The stain on ourselves is so damaging when we do not practice forgiveness that another awakening occurs through the realization of our own incredibly thoughtless acts. As we see our ignorance, we see our path to enlightenment. The horror of our actions repels us so much, we seek forgiveness for ourselves. In this act of seeking, we see the need to forgive others, no matter what they may have done. The freedom forgiveness brings us is total.
TWO TYPES OF FORGIVENESS
There are two types of forgiveness, and the first one we try is the intellectual path. The ego is in control here. We say with a grandiose wave of the arm, “Oh I have forgiven them for that,” making light of the whole subject and busying ourselves in a big selling job on ourselves and on the other person or persons we are speaking to.

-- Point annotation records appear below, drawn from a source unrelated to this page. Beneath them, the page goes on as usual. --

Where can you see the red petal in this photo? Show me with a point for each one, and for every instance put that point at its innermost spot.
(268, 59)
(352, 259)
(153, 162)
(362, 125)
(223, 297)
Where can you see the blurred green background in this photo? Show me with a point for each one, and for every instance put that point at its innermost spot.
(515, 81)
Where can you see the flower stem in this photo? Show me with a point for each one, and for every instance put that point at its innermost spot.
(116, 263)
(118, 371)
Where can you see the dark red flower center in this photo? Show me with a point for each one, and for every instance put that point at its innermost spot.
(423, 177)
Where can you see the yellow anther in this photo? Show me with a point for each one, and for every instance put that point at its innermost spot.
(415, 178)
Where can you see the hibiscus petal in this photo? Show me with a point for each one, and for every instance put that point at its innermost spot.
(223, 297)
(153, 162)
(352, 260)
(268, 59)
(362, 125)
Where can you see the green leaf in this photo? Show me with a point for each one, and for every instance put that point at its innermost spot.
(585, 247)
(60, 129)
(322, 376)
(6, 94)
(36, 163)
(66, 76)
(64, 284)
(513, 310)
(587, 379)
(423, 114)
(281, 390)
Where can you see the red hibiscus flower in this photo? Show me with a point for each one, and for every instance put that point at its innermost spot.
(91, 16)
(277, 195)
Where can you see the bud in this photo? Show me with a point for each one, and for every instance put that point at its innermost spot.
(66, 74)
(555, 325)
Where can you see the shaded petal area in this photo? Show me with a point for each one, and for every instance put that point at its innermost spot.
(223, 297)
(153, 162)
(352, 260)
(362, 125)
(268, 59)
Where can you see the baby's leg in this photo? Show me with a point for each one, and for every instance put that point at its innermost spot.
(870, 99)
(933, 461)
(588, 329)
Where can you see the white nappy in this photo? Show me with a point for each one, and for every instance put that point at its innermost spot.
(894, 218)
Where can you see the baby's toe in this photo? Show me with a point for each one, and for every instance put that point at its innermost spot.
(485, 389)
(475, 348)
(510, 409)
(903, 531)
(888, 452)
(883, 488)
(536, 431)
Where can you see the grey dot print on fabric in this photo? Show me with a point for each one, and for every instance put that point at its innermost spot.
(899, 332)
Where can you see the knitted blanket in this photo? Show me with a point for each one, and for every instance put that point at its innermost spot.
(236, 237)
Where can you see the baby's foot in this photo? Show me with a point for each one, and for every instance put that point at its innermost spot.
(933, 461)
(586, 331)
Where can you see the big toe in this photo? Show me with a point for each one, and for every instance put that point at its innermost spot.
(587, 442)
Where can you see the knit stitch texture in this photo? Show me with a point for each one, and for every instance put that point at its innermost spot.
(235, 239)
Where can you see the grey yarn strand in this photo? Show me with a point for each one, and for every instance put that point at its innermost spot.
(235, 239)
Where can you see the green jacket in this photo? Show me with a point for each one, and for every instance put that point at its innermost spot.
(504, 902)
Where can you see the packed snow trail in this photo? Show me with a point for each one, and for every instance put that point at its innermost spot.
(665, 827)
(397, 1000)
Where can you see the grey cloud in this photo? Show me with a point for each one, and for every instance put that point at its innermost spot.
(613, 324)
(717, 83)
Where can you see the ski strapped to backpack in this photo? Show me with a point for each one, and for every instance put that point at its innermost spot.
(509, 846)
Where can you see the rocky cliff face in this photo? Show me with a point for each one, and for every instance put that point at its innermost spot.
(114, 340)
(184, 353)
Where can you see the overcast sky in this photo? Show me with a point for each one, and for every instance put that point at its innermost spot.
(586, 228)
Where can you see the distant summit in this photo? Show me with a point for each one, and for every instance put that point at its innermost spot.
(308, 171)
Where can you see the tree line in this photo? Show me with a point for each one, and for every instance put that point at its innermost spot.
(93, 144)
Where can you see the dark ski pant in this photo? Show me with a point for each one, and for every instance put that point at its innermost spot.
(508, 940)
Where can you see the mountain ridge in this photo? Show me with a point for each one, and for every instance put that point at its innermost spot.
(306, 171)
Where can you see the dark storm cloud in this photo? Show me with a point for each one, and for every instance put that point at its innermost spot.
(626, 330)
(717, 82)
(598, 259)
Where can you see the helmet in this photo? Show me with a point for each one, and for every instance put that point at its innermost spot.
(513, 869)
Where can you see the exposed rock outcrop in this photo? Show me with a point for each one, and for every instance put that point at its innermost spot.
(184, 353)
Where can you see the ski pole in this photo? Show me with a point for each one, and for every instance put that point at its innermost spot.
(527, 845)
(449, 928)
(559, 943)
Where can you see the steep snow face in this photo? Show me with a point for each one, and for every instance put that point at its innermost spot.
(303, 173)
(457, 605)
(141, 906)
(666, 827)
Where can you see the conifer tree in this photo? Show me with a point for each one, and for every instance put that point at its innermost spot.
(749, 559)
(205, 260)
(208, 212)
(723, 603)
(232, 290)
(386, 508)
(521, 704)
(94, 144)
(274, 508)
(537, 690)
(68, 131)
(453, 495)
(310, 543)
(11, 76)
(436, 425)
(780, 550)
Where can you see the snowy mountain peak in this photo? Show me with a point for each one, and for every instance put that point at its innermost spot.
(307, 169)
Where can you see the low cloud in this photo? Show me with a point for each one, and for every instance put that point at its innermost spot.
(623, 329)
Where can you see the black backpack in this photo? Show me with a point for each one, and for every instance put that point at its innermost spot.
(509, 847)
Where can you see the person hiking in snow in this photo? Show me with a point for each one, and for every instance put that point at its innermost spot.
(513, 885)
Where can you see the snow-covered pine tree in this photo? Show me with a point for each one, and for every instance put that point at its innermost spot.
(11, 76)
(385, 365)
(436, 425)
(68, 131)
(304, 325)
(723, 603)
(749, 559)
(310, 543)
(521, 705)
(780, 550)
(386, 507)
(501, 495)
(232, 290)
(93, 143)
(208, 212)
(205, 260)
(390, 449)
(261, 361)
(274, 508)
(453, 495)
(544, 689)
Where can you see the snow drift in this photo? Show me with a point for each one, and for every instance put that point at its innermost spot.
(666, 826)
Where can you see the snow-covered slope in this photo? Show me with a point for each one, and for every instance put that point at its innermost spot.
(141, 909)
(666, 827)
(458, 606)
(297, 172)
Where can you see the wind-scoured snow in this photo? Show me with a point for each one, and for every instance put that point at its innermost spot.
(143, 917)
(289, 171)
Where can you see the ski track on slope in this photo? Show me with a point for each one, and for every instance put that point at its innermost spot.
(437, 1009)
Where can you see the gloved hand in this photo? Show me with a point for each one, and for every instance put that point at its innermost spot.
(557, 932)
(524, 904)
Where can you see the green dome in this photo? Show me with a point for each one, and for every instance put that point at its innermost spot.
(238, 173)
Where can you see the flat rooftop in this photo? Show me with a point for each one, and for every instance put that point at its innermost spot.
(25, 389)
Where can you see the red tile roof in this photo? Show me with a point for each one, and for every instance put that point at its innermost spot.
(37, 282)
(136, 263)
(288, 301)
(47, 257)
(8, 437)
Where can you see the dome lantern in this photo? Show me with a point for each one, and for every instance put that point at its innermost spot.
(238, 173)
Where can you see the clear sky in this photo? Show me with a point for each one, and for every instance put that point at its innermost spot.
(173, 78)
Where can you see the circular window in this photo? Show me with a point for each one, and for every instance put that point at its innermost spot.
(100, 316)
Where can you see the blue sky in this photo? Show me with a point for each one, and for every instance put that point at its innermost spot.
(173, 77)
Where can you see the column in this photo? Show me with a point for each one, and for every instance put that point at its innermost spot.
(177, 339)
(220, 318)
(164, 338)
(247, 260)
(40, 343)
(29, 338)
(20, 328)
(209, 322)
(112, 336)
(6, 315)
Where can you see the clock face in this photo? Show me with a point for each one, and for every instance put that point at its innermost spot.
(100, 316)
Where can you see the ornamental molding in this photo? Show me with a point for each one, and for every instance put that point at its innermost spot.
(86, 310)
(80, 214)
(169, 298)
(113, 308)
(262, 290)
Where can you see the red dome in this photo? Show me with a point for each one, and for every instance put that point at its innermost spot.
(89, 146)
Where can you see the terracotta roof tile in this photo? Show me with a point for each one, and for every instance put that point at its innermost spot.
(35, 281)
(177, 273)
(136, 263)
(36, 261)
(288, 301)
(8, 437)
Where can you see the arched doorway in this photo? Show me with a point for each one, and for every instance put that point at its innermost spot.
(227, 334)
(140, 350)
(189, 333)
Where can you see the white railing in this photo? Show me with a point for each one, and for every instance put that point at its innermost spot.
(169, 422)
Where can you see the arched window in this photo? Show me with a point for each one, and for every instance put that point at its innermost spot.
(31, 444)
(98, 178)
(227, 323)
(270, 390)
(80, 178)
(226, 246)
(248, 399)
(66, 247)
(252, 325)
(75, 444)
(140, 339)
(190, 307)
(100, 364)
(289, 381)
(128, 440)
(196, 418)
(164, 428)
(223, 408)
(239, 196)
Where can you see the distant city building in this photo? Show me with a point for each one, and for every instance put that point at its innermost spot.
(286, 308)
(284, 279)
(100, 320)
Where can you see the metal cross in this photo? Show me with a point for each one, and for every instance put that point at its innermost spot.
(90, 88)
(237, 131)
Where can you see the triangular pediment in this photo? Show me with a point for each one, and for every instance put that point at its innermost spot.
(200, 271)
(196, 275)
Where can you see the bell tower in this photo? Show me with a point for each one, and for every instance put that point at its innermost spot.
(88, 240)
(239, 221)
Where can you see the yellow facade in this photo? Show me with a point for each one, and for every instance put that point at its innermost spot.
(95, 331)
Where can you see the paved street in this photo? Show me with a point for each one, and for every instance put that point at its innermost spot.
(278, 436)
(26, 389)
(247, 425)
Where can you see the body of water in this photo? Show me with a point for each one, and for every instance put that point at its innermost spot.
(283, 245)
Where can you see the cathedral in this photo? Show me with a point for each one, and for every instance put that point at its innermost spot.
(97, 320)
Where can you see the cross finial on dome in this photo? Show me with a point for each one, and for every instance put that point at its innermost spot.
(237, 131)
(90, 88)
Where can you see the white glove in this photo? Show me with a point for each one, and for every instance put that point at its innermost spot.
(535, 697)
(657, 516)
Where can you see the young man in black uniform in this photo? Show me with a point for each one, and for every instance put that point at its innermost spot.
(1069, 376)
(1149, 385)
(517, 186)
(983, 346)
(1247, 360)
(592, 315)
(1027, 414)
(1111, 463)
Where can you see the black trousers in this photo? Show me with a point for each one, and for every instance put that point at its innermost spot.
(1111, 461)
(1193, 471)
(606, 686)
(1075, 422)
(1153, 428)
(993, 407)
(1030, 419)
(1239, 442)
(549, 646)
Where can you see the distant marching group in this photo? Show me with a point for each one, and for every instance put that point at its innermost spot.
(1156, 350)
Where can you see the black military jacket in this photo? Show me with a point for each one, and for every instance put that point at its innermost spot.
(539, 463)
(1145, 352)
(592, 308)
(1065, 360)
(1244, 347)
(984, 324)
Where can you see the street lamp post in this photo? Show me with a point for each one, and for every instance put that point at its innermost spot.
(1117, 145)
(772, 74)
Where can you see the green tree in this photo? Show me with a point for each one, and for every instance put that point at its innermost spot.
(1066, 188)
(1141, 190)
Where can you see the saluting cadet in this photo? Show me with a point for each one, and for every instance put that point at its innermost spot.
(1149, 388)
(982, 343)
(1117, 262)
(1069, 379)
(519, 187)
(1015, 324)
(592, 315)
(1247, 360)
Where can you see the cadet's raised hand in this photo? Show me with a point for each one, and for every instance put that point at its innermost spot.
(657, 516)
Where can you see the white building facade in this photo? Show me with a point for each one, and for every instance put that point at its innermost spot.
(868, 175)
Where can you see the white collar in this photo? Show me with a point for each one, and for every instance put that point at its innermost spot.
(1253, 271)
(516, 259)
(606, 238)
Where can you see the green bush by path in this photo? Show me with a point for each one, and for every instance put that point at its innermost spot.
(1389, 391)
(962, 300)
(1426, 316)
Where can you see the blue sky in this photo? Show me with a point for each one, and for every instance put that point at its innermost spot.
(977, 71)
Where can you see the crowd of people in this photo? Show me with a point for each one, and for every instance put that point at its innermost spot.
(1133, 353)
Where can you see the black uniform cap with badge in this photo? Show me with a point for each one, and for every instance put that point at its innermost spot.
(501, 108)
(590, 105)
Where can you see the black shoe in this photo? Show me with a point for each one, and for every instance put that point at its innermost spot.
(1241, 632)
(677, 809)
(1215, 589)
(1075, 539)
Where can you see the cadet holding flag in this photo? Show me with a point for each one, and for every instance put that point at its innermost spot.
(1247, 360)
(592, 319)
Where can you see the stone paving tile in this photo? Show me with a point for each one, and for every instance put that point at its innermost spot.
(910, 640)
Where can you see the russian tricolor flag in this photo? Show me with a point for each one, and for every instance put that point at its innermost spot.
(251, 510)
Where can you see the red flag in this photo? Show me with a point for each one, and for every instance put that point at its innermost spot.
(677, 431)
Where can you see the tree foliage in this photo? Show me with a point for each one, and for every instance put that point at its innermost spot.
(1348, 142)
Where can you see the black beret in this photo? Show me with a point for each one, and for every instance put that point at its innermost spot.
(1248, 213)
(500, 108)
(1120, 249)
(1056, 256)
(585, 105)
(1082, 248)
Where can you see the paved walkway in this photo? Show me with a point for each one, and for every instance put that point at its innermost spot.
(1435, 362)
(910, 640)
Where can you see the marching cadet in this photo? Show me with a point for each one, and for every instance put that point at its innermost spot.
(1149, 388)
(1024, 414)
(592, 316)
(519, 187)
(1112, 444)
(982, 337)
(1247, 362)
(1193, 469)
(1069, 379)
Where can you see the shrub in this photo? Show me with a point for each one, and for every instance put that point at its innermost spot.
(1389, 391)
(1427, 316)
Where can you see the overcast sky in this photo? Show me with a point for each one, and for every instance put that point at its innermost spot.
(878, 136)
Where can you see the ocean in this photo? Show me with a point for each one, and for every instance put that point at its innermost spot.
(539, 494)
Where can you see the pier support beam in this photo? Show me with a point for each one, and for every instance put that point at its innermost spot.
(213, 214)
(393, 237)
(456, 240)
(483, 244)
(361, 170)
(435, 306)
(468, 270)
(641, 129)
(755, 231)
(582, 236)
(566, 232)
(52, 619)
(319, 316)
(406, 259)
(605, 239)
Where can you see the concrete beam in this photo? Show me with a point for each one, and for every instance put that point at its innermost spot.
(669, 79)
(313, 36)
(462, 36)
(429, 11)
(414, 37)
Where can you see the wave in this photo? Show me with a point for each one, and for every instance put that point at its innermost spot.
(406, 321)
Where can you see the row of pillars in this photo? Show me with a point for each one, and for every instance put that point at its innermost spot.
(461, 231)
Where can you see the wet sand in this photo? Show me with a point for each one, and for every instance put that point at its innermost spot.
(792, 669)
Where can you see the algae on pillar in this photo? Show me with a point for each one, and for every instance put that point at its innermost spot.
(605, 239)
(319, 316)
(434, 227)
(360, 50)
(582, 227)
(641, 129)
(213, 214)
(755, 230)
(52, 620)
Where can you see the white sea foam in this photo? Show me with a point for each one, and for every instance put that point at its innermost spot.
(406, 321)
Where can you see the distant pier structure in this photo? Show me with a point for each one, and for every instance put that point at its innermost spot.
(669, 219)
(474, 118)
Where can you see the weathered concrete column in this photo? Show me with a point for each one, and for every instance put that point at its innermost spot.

The second path is through the heart where we become defenseless. Now all of the emotional pain from the heart and body is released in the most wonderful act of cleansing. This path takes courage and honesty with yourself; every cell in your body holds the fear. It is powerful, painful and wonderful all at once, an experience you will always remember and cherish because you have just been reborn. You now have new eyes through which to perceive the world. Strange but beautiful things occur when you release through the heart, allow the fear to be there and drop your ego’s defenses. You CAN do it.
When you forgive, you do it with your whole being. You become as a child again without defenses. Any form of defense will stop forgiveness. The river of love that flows through us is the inner pathway.
We may or may not enlighten ourselves by standing on our heads in the corner of the room, or by saying prayers continuously like a parrot, or by focusing on an object for the purpose of stilling the mind or by any spiritual practice that disciplines our bodies. When we forgive ourselves and others, we have opened the floodgate so that the river of life can flow through us and change our consciousness. While snippets of resentment may arise, or anger may pop up, we immediately replace it with love, fully realizing that we do not want to go on that path ever again.
It is essential that all stains of unforgiveness are washed away. To truly love another soul this must happen. If you have not forgiven your Father or Mother, your ex partner or anyone that you perceive has wronged you, then you can never fully experience love or give love fully to another. Once the Creator’s love flows through our hearts, the spring cleaning begins, and it’s not always a bed of roses.
Do not stress that you have not forgiven. As love changes your mind, it is inevitable that forgiveness will come. True forgiveness comes in its own time. When love opens the door, we constantly correct and refine our behavior, gradually bringing ourselves to a state of love where fear will not exist.
If you hold a strong desire to become the loving soul that you know you are, it must happen.